The show's tagline: "Efficiency simply isn't enough." Among other peripheral moves, Stewart has struck a deal with discount giant Kmart to sell HP's highest-end storage and server products. The announcement was greeted with stunned silence from the press, to which Stewart remarked, "It's a good thing." And promptly left the podium.

Citing chronic Intel envy, AMD buys Symantec. In a three-ring gala that saw the chipmaker renting out most of New Orleans, AMD chief Dirk Meyer announced that his company had pulled off the leveraged buyout of the century. With 100,000 drunken onlookers barely taking notice, Meyer and Symantec chief John Thompson announced the acquisition at the Superdome, flanked by second-string Saints linebackers to ward off hecklers humming "dumm dum dum dum DUM." "They think they're such hot shit? Well, McAfee doesn't look so great now, does it!?" said Meyer, who then proceeded to plant a two minute lip lock on Thompson.
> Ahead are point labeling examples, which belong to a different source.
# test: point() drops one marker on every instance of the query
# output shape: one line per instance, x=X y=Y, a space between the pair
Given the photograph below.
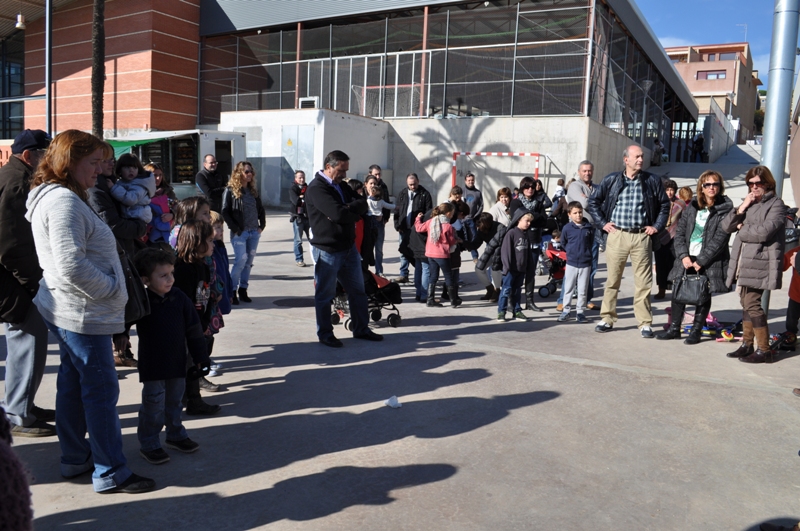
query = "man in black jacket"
x=631 y=206
x=410 y=202
x=211 y=183
x=333 y=210
x=26 y=333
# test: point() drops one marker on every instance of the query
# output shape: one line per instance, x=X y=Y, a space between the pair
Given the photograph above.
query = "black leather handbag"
x=692 y=289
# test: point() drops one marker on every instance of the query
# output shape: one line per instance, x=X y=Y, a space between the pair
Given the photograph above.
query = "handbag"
x=138 y=304
x=692 y=289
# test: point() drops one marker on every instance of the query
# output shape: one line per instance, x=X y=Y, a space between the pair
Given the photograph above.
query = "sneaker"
x=205 y=385
x=155 y=457
x=186 y=445
x=603 y=327
x=37 y=429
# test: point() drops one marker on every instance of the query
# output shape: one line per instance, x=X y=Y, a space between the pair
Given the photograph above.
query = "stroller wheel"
x=544 y=291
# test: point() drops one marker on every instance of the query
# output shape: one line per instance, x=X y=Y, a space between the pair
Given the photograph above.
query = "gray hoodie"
x=83 y=286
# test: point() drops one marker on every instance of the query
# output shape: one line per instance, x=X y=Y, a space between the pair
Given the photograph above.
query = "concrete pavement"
x=536 y=425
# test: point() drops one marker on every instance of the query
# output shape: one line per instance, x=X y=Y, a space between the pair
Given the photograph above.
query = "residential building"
x=722 y=73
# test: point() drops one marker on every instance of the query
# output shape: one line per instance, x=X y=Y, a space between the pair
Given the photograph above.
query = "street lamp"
x=646 y=84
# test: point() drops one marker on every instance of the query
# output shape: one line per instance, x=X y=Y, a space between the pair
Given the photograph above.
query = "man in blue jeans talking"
x=333 y=210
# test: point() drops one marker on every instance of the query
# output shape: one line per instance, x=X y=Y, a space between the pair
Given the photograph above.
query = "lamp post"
x=646 y=84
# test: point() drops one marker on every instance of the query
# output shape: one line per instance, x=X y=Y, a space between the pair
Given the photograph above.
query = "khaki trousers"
x=619 y=246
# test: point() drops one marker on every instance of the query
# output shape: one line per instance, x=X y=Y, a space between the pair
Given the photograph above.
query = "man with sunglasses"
x=631 y=206
x=26 y=332
x=211 y=184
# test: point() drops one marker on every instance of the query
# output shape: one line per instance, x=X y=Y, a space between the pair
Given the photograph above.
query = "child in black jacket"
x=164 y=335
x=514 y=255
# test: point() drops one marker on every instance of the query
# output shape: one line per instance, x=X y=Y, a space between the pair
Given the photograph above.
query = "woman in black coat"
x=701 y=247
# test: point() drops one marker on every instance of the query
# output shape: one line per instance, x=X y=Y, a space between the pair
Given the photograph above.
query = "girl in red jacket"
x=441 y=237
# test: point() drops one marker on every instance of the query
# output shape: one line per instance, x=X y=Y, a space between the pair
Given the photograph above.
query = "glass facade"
x=12 y=83
x=526 y=59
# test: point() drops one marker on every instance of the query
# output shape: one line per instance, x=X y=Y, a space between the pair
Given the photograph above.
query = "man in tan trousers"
x=631 y=206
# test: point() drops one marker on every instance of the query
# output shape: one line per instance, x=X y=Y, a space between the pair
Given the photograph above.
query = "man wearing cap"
x=26 y=333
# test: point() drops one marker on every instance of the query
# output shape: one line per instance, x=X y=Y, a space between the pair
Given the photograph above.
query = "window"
x=711 y=74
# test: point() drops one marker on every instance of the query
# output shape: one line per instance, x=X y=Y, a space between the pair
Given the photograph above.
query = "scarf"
x=436 y=226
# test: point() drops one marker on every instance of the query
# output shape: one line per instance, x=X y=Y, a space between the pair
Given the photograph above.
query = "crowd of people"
x=80 y=230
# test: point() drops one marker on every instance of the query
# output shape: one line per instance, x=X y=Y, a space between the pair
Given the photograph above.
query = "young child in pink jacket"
x=441 y=239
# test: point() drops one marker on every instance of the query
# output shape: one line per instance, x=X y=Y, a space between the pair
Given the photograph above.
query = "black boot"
x=455 y=301
x=674 y=331
x=431 y=302
x=489 y=293
x=697 y=328
x=530 y=305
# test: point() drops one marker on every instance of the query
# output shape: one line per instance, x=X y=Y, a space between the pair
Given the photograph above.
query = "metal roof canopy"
x=30 y=9
x=634 y=21
x=231 y=16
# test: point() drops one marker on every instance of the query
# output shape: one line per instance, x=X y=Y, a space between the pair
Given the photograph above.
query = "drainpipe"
x=781 y=74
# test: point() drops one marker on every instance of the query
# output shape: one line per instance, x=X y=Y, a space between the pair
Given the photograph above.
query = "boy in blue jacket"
x=164 y=335
x=577 y=238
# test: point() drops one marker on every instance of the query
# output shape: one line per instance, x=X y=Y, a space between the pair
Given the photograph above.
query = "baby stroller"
x=381 y=295
x=556 y=262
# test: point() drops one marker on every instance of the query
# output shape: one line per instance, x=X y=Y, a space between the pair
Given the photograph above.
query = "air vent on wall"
x=309 y=103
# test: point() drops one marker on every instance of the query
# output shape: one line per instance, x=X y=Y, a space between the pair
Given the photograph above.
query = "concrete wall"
x=426 y=148
x=363 y=139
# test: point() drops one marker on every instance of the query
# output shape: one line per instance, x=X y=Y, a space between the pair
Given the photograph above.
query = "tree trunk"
x=98 y=66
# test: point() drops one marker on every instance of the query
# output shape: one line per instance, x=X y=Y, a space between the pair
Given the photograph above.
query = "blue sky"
x=685 y=22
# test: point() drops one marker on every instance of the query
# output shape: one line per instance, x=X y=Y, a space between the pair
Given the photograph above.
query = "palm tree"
x=98 y=66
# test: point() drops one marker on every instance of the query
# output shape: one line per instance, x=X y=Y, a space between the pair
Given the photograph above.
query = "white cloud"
x=669 y=42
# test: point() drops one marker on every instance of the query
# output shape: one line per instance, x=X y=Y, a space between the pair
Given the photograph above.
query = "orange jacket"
x=794 y=286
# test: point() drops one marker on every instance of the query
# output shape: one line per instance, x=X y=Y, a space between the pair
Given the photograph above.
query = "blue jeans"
x=421 y=272
x=434 y=265
x=161 y=405
x=86 y=401
x=380 y=235
x=300 y=226
x=244 y=252
x=26 y=357
x=404 y=263
x=511 y=291
x=344 y=266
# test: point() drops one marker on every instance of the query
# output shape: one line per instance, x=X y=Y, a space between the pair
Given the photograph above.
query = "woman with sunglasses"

Days after the announcement, an obviously hung over Meyer appeared defiant before reporters and released a terse statement: "As soon as Intel announces anything useful that could possibly come from its purchase of McAfee, so will we." Seconds later he projectile vomited, covering the first three rows of reporters in a toxic sludge of half-digested hurricanes, beignets, and oyster po boys.

Stock price soars as Google announces world domination. Dressed in a toga and wearing a laurel wreath, Google chief Eric Schmidt arrived at a briefing in a solid-gold chariot pulled by shirtless founders Sergey Brin and Larry Page. The docile Brin and Page stood with heads bowed as Schmidt was greeted by throngs of adoring Google employees chanting "Caesar, hail Caesar!"

Schmidt stood, arms folded, as a backlit image of J. Edgar Hoover slowly appeared behind him and then faded into his own likeness. As the crowd quieted, he stepped to the microphone and proclaimed: "It's me! It's always been me--and now I have enough dirt on every politician in the world to rule this worthless mud ball!" After the chants of "Hail Caesar" broke out again and silenced, a spokeswoman announced that the G20 leaders would be granted audiences over the next few days.